Much cheerier today. I actually thought I wouldn’t be, yet weirdly I feel like a huge weight (from nowhere) has been lifted off my shoulders, by half naked Greek Toga’ed hotties and flown into ‘The Heavens’ to nestle over…other people. I don’t know why, as like I said, there really was nothing burdening me, apart from my own new found dignity, ofcourse? Yet, i don’t enjoy the art of feeling stressed, mixed in with a combination of ‘rushy-rushy’ and ‘surprise.’ I’m not a kitten who enjoys a ‘surprise,’ when it’s a big change. I mean, i don’t mind surprise gestures of romance, or cute little surprises….from Tiffany.
However, the only surprise I will ever truly be happy about is the ‘Oh shit, I’ve won the lottery’ surprise. Every other ‘surprise,’ simply doesn’t cut the mustard..hence why I’m not keen on them.
I’ve been moody over the last couple days and well I’m now determined to shake it off, wrap up my pity party, actually communicate properly, (when you hide what you truly feel, you end up in all sorts of awkward predicaments) and steam forward in spikey heels, a faux fur and my ‘diva’ shades.
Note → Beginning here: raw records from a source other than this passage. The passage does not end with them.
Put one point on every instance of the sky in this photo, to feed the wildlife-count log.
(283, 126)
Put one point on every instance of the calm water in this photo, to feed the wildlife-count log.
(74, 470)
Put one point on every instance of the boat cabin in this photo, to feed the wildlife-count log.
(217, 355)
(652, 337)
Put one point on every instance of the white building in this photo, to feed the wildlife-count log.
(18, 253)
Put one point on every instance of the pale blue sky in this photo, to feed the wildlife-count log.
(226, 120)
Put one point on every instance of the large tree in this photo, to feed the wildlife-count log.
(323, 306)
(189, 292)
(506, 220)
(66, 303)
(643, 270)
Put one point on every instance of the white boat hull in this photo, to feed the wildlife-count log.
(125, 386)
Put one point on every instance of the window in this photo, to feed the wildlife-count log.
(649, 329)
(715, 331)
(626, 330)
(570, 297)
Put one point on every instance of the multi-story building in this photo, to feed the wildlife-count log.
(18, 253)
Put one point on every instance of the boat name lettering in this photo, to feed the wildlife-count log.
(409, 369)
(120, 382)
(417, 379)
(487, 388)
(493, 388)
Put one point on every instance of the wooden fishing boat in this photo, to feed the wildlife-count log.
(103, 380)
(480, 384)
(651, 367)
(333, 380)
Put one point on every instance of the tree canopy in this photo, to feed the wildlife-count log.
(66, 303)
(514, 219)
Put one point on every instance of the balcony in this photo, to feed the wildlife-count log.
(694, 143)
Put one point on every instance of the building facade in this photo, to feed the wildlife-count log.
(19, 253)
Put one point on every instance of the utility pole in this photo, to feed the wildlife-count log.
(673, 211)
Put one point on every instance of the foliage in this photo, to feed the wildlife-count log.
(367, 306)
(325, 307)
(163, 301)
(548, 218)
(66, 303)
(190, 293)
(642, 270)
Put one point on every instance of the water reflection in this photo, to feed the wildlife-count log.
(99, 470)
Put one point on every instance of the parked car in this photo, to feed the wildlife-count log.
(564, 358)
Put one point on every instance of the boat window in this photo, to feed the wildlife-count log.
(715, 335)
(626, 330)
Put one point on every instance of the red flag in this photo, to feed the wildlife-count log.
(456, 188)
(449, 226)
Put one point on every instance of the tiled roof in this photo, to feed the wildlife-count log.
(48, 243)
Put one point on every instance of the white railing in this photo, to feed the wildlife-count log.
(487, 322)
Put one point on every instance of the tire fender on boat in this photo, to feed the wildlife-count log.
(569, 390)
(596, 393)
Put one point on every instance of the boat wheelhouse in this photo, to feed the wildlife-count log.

When I creatively work, i’m happy and well i’m gonna immerse myself in ‘getting ahead’ and putting my time to the things that matter. Keiran and I are both hard workers, dazzled in determination. However, we’re really different when it comes to approach. I’m careful with money and the making of it. I’m a great deal more patient and have no problem taking the time and putting in the effort to get where I want to be, knowing that when I do, i’ll be in a champion position…even if it takes years. (But I’ve made enough right now, to be a bit more settled with where I am in life, to refrain from the ‘rushy-rushy,’ heel totter.) Whereas,’The Hubs’ is far more dotty and darty. He’s ‘Hands on Larry-now now’ and will throw everything he has, into whatever he has set his throbbing heart upon and he’ll do so threefold…with his fingers crossed and a dagger of impatience. Which is also not a bad way to do things…yet, for me…and with ‘dollar’…I prefer a more careful approach. If you ‘slap-bang- hit’ the balance between us, you’d have it exactly right. It’s a soap opera…and we’re living it like champs.
Rubes has been picked up and is currently enjoying her time with ‘Daddy Pete,’ for Sunday dinner. Keiran and Pete weirdly get along quite dandily, which I absolutely adore because it means they have my glitzy little Bambino’s best interests at heart. Don’t get me wrong, they’re not supping pints together, or skipping through grassy fields, holding hands to nursery rhymes. But they’re merrily cordial and I like it. I think she’s going swimming today, as it’s one of her new favourite things to attempt. She’s loved it when we’ve gone to the spa, or Oulton Hall and she’s loved it in the forest hot tub, so hopefully, the Barnsley Metrodome will suffice. Yesterday, whilst every other child in the nation probably played out in the snow. MY CHILD instead wanted to rock out her ‘fro, and eat bowls of cheese, under blankets, in a jumper and with her neon fairy pillow. That’s my girl. I was dreading having to face the cold, but would’ve done it anyway.
Today and because I missed my Mother’s birthday, I’m off to TGI’s at Xscape for a casual family lunch, to celebrate her ‘another year older.’ I’m sort of on a ‘not eating everything I see’ preggo diet. Don’t worry, i’m not foolish and I understand that I am pregnant. Yet, i’m trying not to chow-down for two, so that losing my Baby weight won’t be as tedious this time around. I’m doing quite well at it, as i’m quite disciplined when it comes to eating sensibly, it’s the ‘Hollywood’ in me, a stamp that i’ll never be able to rub off. However, sometimes you’ve just got to gobble up that extra bit of dessert and do it with a smile. The good thing is that you can then blame it on pregnancy, meaning it’s a ‘win-win’ all around.
Life is good right now. Nothing much to report, with it being Sunday, a day of God and all that vajazzle. I’m currently obsessed with wanting to be a novelist, one who writes saucy ‘Hollywood’ books, filled with martial scandal and delight. I’ve been looking online and it seems that it’s quite a hard task. So, i’ve decided to go with ‘fuck that’ and do it anyway. When taking on a task, it’s important to read the positive and learn from the ones that have made a success, instead of dwelling in the bucket of ‘it’s not that easy’ dish water.
I’ve done a lot of things in my life, that people weirdly think they can never achieve. If you don’t think you can achieve it, you need to try before you actually give up. I literally watched people’s dreams materialize right before my very eyes.
Keiran and I are once again back to ‘fairytale’ after a dodgy bit of ‘umming and arring,’ at each other. When you’re married, you kinda have a responsibility to make the most of the love that you have and well that’s the road we always try and take, making our love spicy…(but that may be because of the ‘surprise’ blow jobs. He, unlike I… likes surprises.)